I was in a relaxing mood when a text from our PSD, remingding me of the deadline for submission of our column for our Kaigsuonan. Again, I have to pray for His guidance and He reminded me of one of the columns of the magazine Discovery Series which was entitled “What Does It Take to Follow Christ,” As I started reading, I promise myself to share some insights from the pamphlet. It was simply entitled “Solo or Symphony?”
“As the auditorium lights dimmed and the curtain began to rise, the concertgoers ended their conversations and turned their attention to the stage. The conductor strode to the podium and bowed in response to enthusiastic applause.

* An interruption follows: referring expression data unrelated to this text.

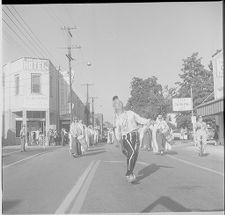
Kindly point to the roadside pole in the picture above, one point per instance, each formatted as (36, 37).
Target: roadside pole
(193, 118)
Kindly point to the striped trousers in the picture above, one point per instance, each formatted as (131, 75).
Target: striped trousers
(130, 148)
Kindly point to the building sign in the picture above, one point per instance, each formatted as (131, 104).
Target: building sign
(182, 104)
(218, 75)
(35, 65)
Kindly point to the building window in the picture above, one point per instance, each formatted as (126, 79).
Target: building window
(51, 86)
(35, 83)
(17, 84)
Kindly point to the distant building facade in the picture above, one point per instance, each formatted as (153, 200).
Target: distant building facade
(216, 107)
(36, 94)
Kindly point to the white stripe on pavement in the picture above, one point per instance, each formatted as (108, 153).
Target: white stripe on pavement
(10, 153)
(62, 209)
(163, 213)
(82, 194)
(19, 161)
(196, 165)
(139, 162)
(27, 158)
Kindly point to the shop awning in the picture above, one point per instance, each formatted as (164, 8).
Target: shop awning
(210, 108)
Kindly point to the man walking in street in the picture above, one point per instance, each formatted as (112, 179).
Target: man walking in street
(201, 134)
(126, 132)
(162, 128)
(23, 138)
(75, 131)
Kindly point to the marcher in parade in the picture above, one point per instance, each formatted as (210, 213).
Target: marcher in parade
(201, 133)
(74, 146)
(161, 134)
(126, 131)
(146, 138)
(23, 138)
(81, 136)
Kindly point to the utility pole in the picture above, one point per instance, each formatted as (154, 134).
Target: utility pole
(58, 98)
(192, 114)
(68, 55)
(92, 114)
(87, 101)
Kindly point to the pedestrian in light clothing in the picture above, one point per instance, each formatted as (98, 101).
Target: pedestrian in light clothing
(75, 132)
(126, 132)
(23, 138)
(161, 134)
(201, 133)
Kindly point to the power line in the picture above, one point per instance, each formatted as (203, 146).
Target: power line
(32, 39)
(44, 47)
(20, 30)
(16, 33)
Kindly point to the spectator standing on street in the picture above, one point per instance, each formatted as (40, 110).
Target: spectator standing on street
(201, 133)
(75, 144)
(126, 131)
(146, 140)
(62, 136)
(23, 138)
(161, 133)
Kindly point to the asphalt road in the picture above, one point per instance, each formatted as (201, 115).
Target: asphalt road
(51, 181)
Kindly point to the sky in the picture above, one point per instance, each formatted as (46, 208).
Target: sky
(121, 41)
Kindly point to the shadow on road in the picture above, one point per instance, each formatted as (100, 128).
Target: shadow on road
(147, 171)
(94, 150)
(168, 203)
(204, 155)
(171, 153)
(6, 205)
(94, 153)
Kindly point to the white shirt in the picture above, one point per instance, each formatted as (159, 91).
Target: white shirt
(127, 122)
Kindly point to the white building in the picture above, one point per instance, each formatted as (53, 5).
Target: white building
(35, 93)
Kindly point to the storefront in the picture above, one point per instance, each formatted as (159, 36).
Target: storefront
(215, 107)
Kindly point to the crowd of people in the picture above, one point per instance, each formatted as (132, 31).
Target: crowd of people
(132, 132)
(155, 137)
(82, 137)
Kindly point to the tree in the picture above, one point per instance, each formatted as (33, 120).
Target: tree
(200, 79)
(146, 98)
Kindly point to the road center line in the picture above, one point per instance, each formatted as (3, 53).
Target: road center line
(139, 162)
(19, 161)
(62, 209)
(10, 153)
(82, 194)
(196, 165)
(27, 158)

Then the conductor turned to face the orchestra. He raised his baton and began the concert with a dramatic gesture. What followed was one of the strangest concerts imaginable.
After the harmonous first minutes, only a few musicians continued to follow the conductor’s lead. The others seemed to play only when they felt like it, or they played a completely different tune. A violinist sauntered out in front and tried to perform a piece he had written himself. A trombonist broke into a jazz number. Chaos reigned. The audience sat for several minutes in stunned silence, then walked out in disbelief.

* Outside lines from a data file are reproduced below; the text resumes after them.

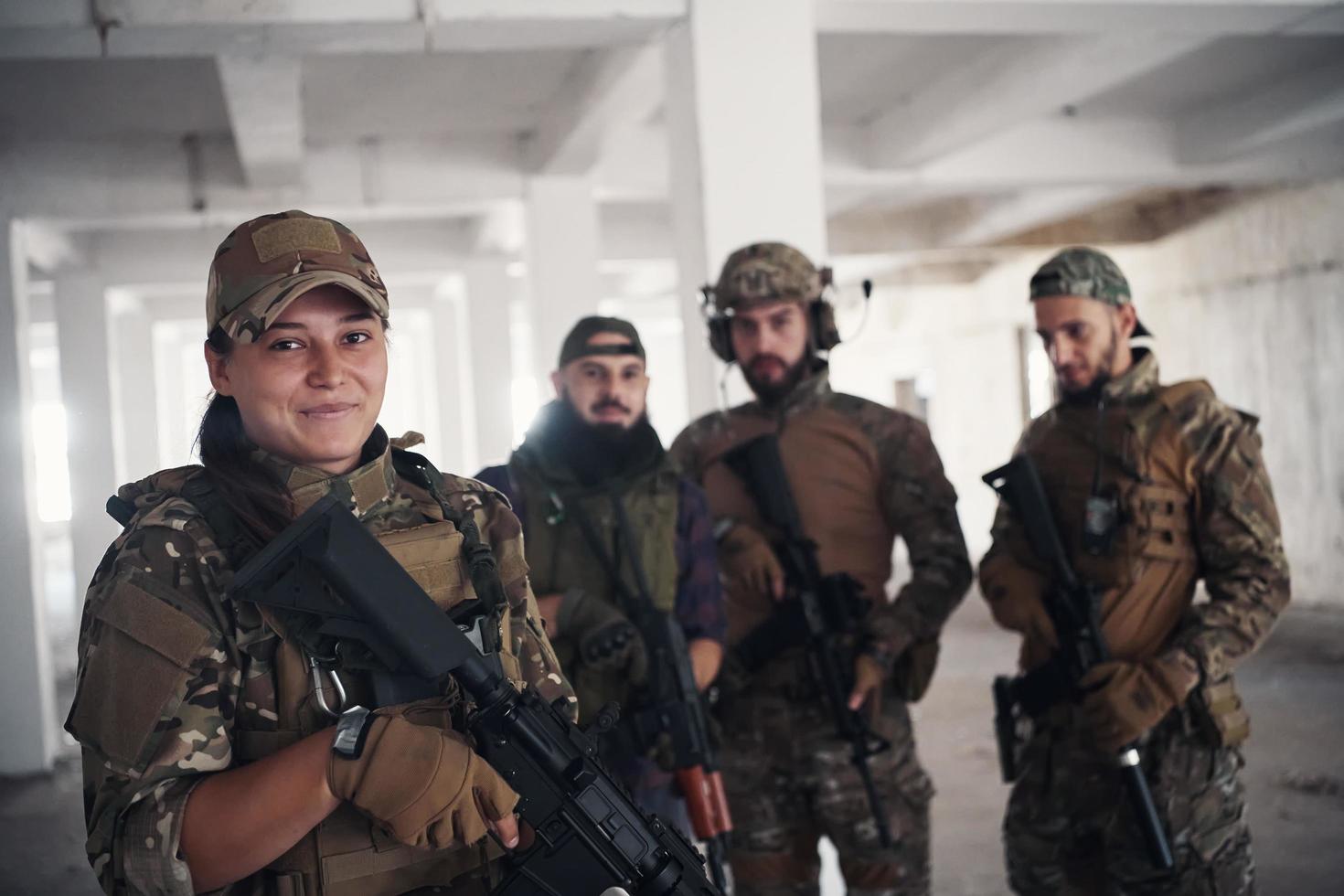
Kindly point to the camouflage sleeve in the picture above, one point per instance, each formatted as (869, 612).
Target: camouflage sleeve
(152, 709)
(921, 506)
(1240, 544)
(684, 455)
(527, 633)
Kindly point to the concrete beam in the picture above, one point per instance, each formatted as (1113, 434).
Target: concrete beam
(66, 28)
(266, 116)
(1031, 208)
(182, 255)
(1209, 17)
(1284, 111)
(1018, 83)
(609, 88)
(144, 182)
(1117, 152)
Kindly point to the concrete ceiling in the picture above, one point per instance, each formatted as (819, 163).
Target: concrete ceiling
(945, 123)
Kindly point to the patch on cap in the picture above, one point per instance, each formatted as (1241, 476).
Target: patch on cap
(293, 235)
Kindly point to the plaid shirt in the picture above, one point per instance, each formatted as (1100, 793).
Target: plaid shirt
(699, 597)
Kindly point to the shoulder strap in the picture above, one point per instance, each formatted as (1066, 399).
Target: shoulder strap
(1176, 394)
(480, 560)
(122, 509)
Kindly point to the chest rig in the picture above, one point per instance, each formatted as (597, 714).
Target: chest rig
(1125, 460)
(575, 540)
(560, 555)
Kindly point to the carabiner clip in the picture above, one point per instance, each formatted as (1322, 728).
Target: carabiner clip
(317, 688)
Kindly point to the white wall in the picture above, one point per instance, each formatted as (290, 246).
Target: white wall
(1250, 300)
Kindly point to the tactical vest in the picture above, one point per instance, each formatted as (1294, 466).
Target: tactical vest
(560, 557)
(835, 473)
(1147, 577)
(348, 855)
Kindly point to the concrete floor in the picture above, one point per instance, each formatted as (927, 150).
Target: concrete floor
(1295, 775)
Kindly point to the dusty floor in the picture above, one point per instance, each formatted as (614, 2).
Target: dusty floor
(1295, 774)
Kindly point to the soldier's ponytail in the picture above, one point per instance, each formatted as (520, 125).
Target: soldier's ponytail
(254, 493)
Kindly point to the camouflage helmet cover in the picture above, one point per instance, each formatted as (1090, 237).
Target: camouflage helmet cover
(1081, 272)
(765, 272)
(268, 262)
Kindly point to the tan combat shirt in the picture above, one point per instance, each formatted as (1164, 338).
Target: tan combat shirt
(862, 475)
(1221, 524)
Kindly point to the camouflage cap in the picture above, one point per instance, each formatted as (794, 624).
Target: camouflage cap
(1081, 272)
(268, 262)
(1090, 272)
(577, 343)
(766, 272)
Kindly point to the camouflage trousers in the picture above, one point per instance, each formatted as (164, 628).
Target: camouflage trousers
(1070, 829)
(789, 782)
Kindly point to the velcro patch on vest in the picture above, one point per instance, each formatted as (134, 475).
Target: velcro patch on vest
(293, 235)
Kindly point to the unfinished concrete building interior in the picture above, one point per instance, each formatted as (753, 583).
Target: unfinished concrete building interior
(517, 164)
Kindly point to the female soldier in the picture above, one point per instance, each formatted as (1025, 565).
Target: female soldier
(208, 733)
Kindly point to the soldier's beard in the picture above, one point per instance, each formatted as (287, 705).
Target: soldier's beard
(600, 452)
(1090, 394)
(773, 392)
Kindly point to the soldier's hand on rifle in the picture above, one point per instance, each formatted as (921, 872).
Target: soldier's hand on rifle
(605, 637)
(425, 784)
(746, 557)
(1124, 700)
(867, 680)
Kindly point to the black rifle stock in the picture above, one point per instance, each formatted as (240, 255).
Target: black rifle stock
(1072, 606)
(326, 570)
(823, 612)
(669, 709)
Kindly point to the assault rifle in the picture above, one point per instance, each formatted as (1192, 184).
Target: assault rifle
(332, 577)
(669, 710)
(1074, 609)
(821, 612)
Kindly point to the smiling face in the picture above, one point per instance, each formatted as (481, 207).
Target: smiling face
(311, 387)
(605, 389)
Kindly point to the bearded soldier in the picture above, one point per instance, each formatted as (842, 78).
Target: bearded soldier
(1153, 488)
(862, 475)
(609, 523)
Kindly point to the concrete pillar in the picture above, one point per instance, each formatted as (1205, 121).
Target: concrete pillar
(562, 254)
(27, 696)
(745, 129)
(134, 400)
(85, 371)
(456, 452)
(491, 377)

Fortunately, the situation described above is fictitious. Skilled musicians who agree to play in an orchestra simply do not behave that way. They sign on with the agreement that they will follow the conductor’s lead. They are part of a symphony, not soloist who just happened to be playing at the same time.
Unfortunately, we who have declared ourselves to be followers of Christ can behave as the members of that imaginary orchestra did. We may not like to think so, but we all have a tendency to want to direct our own lives. We tend to focus on self-survival and self-promotion, and we think we are wise enough and strong enought o take care of ourselves, Our goals tkae on greater importance abd urgency than God’s goals for us. And again, though we would be reluctant to admit it to anyone, we act as if God is supposed to help us get what we want out of life. This can happen even when we knew the truths expressed in the Bible.
Although we are thankful for what Christ did for us in the cross, and we gladly accepted His offer of forgiveness and eternal life, we may have gotten distracted. We may have forgotten that as a part of His “symphony” subjects of His kingdom and members in His church – we are to submit in His direction of our lives. He is the Conductor, the Head, the King whom we serve. Doing what He wants us to do is what our new life is all about. He longs to lead us through a life that will demonstrate to a watching “audience” the unbelieving world around us, that we know what it means to be His people. He wants us to demonstrate the validity of our profession of faith.”
Today, as I start reflecting on the years that I have been with the community (21 years), it dawn on me that the 19 years of this active membership was done as a servant in the community. I have experienced hurt, frustrations and even thought of leaving the community during my service as a leader. Just like most of us, we want to have our service in our own way that we always question our leaders on what they are doing instead of giving them support and help them in their spiritual growth.
My wife and I survived the trials in our life because we understand what the Lord wants us to do in our service for Him. To understand that what we are doing is for His greater good and glory.
Brothers and Sisters, in our walk with the Lord in our community, are we like the members of that orchestra? Doing what we want rather than what the Lord, our conductor, wants us to do?
As Dietrich Bonheotter had said, “Only he who believes is obedient; only he who obedient believes”.